Opting for the 9 mm Luger not only reduces recoil and muzzle-flip, particularly in an all-steel M1911, the choice also allows for a thinner frame. Barring the thumb safety, which slightly increases overall width, the Lady Hawk measures a scant 1 1/16 inches wide. To further minimize grip size, the Lady Hawk’s front strap and mainspring housing are radiused, and the pistol wears Nighthawk Custom’s ultra-thin Alumagrips, which are made of hard-anodized aluminum and are checkered to enhance purchase and controllability.

The recesses aid grip without the abrasiveness of fine checkering. The 4140 carbon steel frame has kidney-shaped cuts for comfort and quick access to the trigger. Protecting the frame is a slick, yet attractive, titanium-blue finish.

The Lady Hawk’s controls are hard-chrome-plated, giving them a color nicely contrasting that of the frame. Neither the Heinie magazine release button or the thumb safety are ambidextrous. Both the trigger and the hammer are skeletonized, with the latter and sear made of tool steel. Vertical ribs were added to the trigger face to enhance purchase. The test model’s trigger broke cleanly at 3 3/4 pounds.
The forged 4140 carbon steel slide features a set—one per side—of deeply cut, rearward-sweeping cocking serrations, and to the rear of them the Heinie Specialty Products logo is engraved. The slide is proprietary to a 9 mm Luger, as is the breech face. Adorning the backside of the slide are fine, horizontal serrations designed to reduce glare.

The 6 5/8-inch slide displays the same titanium-blue finish as does the frame, and further contributing to the pistol’s good looks are a series of ribs running along the top from the front sight to the rear. To enhance reliability, the ejection port has been lowered and flared. Internally, two machined recesses mate with the locking lugs on the barrel during lockup.

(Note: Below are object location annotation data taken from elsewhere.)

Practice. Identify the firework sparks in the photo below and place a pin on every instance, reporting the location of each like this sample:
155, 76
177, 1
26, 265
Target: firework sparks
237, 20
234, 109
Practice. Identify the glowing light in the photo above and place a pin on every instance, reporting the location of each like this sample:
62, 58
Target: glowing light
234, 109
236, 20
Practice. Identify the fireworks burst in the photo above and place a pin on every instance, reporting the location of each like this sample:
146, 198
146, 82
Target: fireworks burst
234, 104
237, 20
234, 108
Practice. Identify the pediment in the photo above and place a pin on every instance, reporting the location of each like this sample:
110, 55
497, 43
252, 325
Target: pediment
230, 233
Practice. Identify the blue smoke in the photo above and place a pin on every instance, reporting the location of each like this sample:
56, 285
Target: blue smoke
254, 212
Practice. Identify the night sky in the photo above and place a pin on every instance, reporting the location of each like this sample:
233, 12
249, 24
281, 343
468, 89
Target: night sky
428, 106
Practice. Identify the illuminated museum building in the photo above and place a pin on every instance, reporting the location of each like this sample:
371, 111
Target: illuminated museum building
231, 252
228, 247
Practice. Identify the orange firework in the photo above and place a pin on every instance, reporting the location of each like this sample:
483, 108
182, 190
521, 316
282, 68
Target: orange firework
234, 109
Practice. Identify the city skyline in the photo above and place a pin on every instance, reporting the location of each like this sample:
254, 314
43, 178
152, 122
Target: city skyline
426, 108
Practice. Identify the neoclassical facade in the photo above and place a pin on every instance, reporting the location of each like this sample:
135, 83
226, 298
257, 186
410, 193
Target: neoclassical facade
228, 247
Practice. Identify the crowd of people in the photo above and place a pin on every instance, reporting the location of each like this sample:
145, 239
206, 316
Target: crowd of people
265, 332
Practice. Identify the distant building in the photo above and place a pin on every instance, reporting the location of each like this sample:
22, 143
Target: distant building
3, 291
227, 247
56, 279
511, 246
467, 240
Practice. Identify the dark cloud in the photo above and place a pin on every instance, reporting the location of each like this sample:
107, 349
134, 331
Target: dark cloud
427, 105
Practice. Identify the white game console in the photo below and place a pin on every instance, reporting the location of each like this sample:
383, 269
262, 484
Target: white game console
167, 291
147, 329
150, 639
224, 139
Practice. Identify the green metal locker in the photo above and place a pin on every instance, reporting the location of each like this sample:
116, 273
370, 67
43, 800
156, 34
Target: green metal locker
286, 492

For the Lady Hawk, Nighthawk Custom opted for Heinie’s SlantPro Straight Eight sights. As the name suggests, the rear sight has a slanted profile that not only reduces glare, but also make it snag resistant. Further reducing glare are horizontal ribs. Both the front and rear sights have green Trijicon tritium inserts, and the correct sight picture creates a figure 8. Hence the second part of the sight’s name. The post front tritium insert is outlined in white for faster acquisition during daylight hours. Both sights are dovetailed into place, and are windage-adjustable.

The Lady Hawk has a 4 ¼-inch stainless steel, match-grade barrel that measures 0.582 inches in diameter and ends in a dished muzzle crown. To enhance durability, the 416 stainless steel is hardened to 42 HRC. It has 1:16-inch LH-twist rifling.

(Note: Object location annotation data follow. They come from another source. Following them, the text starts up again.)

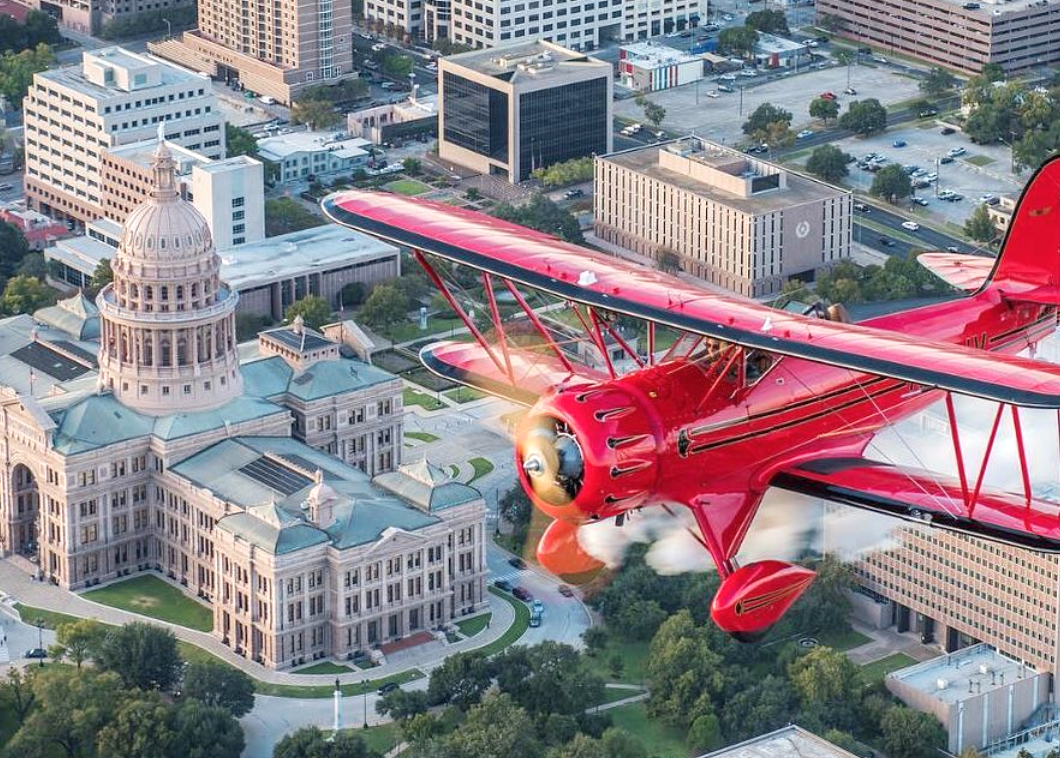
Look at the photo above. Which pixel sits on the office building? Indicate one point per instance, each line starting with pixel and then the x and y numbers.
pixel 955 34
pixel 115 98
pixel 732 219
pixel 272 491
pixel 274 50
pixel 977 694
pixel 509 110
pixel 230 193
pixel 572 24
pixel 648 68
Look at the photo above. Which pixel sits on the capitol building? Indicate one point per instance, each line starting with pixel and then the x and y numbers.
pixel 265 479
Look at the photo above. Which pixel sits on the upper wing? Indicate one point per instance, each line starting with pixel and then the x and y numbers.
pixel 573 272
pixel 930 498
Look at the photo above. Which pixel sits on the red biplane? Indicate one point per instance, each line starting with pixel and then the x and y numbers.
pixel 747 397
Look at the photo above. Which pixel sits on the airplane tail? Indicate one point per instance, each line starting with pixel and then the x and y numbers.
pixel 1028 264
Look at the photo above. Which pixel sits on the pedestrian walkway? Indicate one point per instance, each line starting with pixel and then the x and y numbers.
pixel 19 587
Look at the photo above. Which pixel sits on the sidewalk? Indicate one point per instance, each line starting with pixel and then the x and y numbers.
pixel 19 587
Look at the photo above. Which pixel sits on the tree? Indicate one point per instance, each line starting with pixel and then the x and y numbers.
pixel 769 21
pixel 824 109
pixel 764 117
pixel 829 688
pixel 828 162
pixel 239 141
pixel 460 681
pixel 654 112
pixel 937 82
pixel 544 215
pixel 284 214
pixel 385 306
pixel 206 732
pixel 141 727
pixel 142 655
pixel 907 734
pixel 705 735
pixel 402 705
pixel 219 685
pixel 865 117
pixel 979 226
pixel 317 113
pixel 737 40
pixel 103 275
pixel 891 183
pixel 23 295
pixel 81 639
pixel 313 309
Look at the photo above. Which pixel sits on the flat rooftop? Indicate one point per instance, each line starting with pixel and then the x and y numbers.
pixel 967 673
pixel 532 59
pixel 788 742
pixel 800 189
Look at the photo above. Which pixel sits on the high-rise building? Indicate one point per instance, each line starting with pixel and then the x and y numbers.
pixel 509 110
pixel 270 491
pixel 731 218
pixel 113 98
pixel 568 22
pixel 274 50
pixel 955 34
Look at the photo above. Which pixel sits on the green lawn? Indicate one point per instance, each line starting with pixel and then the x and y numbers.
pixel 412 397
pixel 515 631
pixel 408 187
pixel 151 596
pixel 664 741
pixel 463 394
pixel 325 667
pixel 879 669
pixel 481 466
pixel 471 627
pixel 843 640
pixel 634 659
pixel 286 690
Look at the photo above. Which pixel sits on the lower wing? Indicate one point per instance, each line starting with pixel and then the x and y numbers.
pixel 929 498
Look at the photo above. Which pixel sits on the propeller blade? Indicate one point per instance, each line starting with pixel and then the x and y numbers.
pixel 560 553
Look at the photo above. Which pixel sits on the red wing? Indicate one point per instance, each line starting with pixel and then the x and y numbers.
pixel 930 498
pixel 576 274
pixel 532 374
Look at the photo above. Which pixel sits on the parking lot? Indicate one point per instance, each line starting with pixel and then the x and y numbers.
pixel 722 118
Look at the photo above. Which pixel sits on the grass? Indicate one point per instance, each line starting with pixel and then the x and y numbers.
pixel 876 671
pixel 665 741
pixel 287 690
pixel 515 631
pixel 463 394
pixel 843 640
pixel 481 466
pixel 471 627
pixel 151 596
pixel 412 397
pixel 325 667
pixel 634 657
pixel 408 187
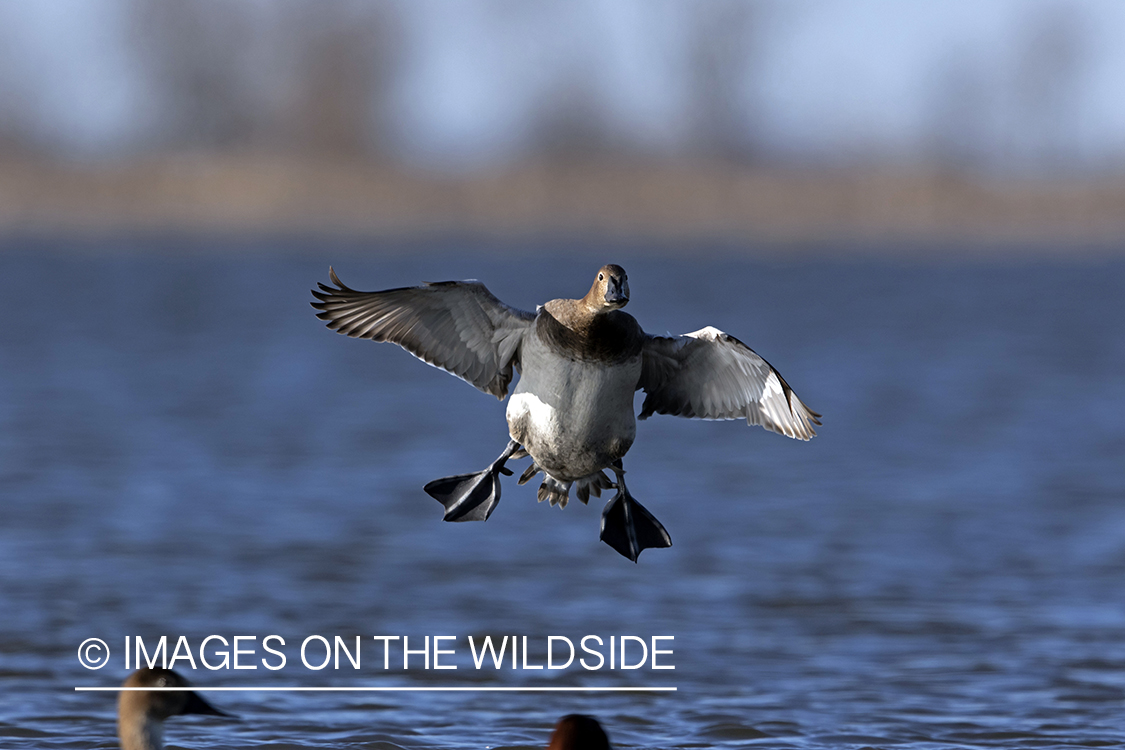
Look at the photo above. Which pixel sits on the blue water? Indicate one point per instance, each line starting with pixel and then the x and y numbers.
pixel 186 450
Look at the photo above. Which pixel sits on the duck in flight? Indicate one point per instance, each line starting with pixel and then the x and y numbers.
pixel 579 363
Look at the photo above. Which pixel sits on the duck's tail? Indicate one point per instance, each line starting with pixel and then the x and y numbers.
pixel 558 491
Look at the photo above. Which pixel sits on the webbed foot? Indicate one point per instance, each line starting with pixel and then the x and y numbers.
pixel 628 526
pixel 473 496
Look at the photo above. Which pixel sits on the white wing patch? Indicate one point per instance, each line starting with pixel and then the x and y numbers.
pixel 710 375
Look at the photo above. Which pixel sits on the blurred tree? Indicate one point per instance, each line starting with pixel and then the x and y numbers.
pixel 1049 72
pixel 721 59
pixel 299 75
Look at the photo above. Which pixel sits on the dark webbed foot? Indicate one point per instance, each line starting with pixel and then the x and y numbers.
pixel 473 496
pixel 628 526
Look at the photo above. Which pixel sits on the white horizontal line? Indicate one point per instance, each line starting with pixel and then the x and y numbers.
pixel 387 689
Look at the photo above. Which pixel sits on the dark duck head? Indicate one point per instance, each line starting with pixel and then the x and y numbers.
pixel 610 290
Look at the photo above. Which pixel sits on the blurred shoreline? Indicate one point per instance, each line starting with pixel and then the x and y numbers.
pixel 786 209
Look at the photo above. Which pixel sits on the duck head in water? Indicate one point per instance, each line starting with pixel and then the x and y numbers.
pixel 578 732
pixel 141 714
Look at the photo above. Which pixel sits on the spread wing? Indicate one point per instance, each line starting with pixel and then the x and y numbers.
pixel 712 376
pixel 458 326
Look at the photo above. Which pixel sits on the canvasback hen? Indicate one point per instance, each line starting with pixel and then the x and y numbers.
pixel 578 732
pixel 579 363
pixel 141 714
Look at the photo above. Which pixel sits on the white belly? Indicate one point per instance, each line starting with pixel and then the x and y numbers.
pixel 575 418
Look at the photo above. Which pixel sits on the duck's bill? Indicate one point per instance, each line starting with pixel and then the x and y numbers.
pixel 197 705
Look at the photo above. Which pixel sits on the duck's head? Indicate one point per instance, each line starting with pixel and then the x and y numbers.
pixel 610 290
pixel 141 714
pixel 578 732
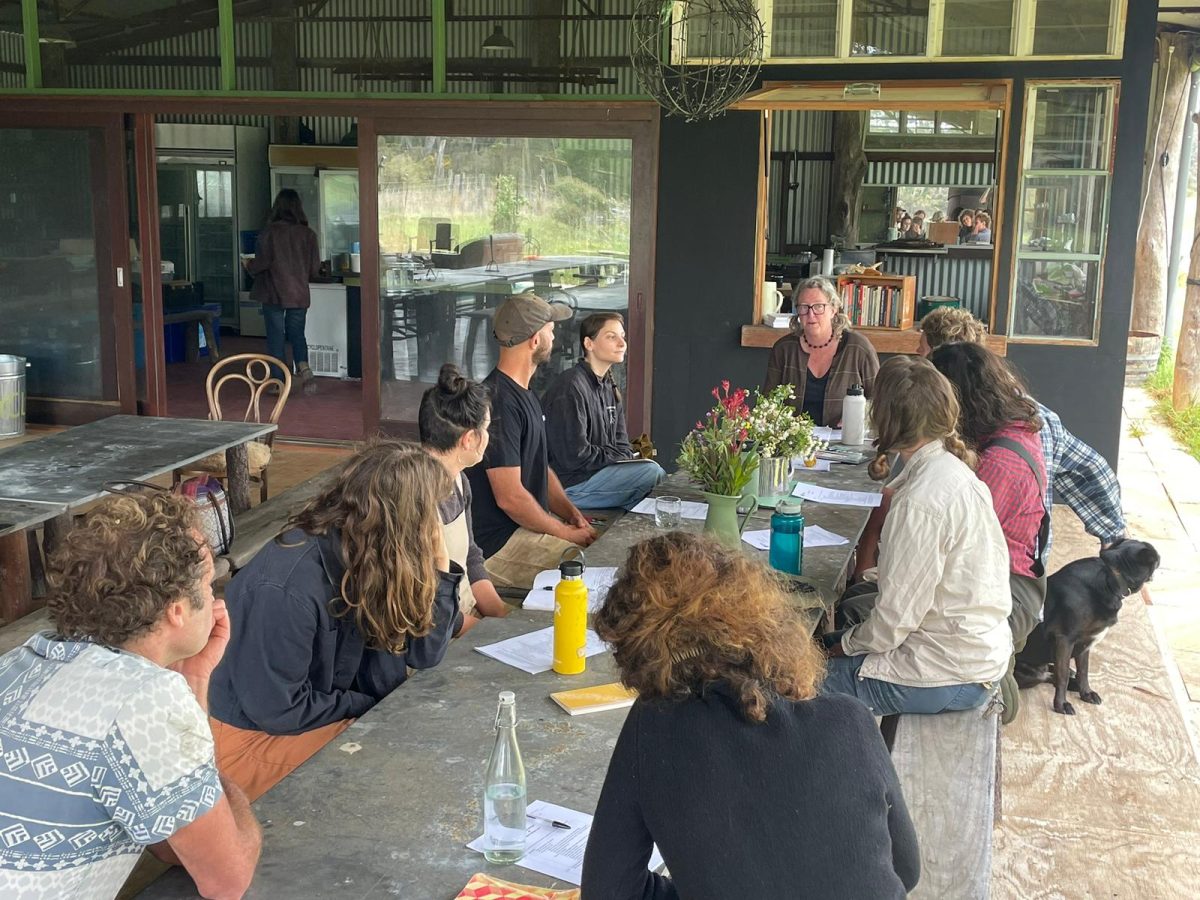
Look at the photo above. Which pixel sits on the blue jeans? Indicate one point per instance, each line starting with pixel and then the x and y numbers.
pixel 888 699
pixel 288 324
pixel 623 484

According to General Manager/Partner Craig Gholson, “We only use full gunsmith fit barrels. This type of barrel has oversized lugs that must be cut down using a file in order to fit in the recesses of the slide. The barrel throats are cut by hand and not pre-cut. We use oversize bushings, which require material removal in order to fit the barrel. We fit the bushing to the barrel securely for maximum accuracy, but loose enough to allow you to field strip the gun without the use of a tool.”

The Lady Hawk comes with two blued, nine-round carbon steel magazines from Mec-Gar. The magazines have witness holes to provide a visual reference as to the number of rounds remaining; however, they are not numbered.

For those familiar with M1911s, operation of the Lady Hawk will be nothing out of the ordinary. Racking the slide, and therefore chambering a round, puts the pistol in single-action mode. All subsequent shots will be single-action.

At the range, the Lady Hawk performed as a custom, $2,895 M1911 should. There were no failures of any type in the process of expending several hundred rounds, and accuracy was excellent. Of the loads, the standout—but not by much—was Winchester’s 147-gr. SXT, producing a five consecutive, five-shot-group average of 2.18 inches at 25 yards.

At times loading the Mec-Gar magazines proved difficult. The culprit: the follower would hang-up on the cutout on the left side of the magazine, preventing it from retreating and allowing the first cartridge to enter. There were no feeding issues with the magazines.

The Lady Hawk, like other Nighthawk Customs, represents the upper tier of the M1911 market, and carries a price tag commanding a premium. For the shooter with the means, and the willingness, to part with the money, he, or she, will not be disappointed.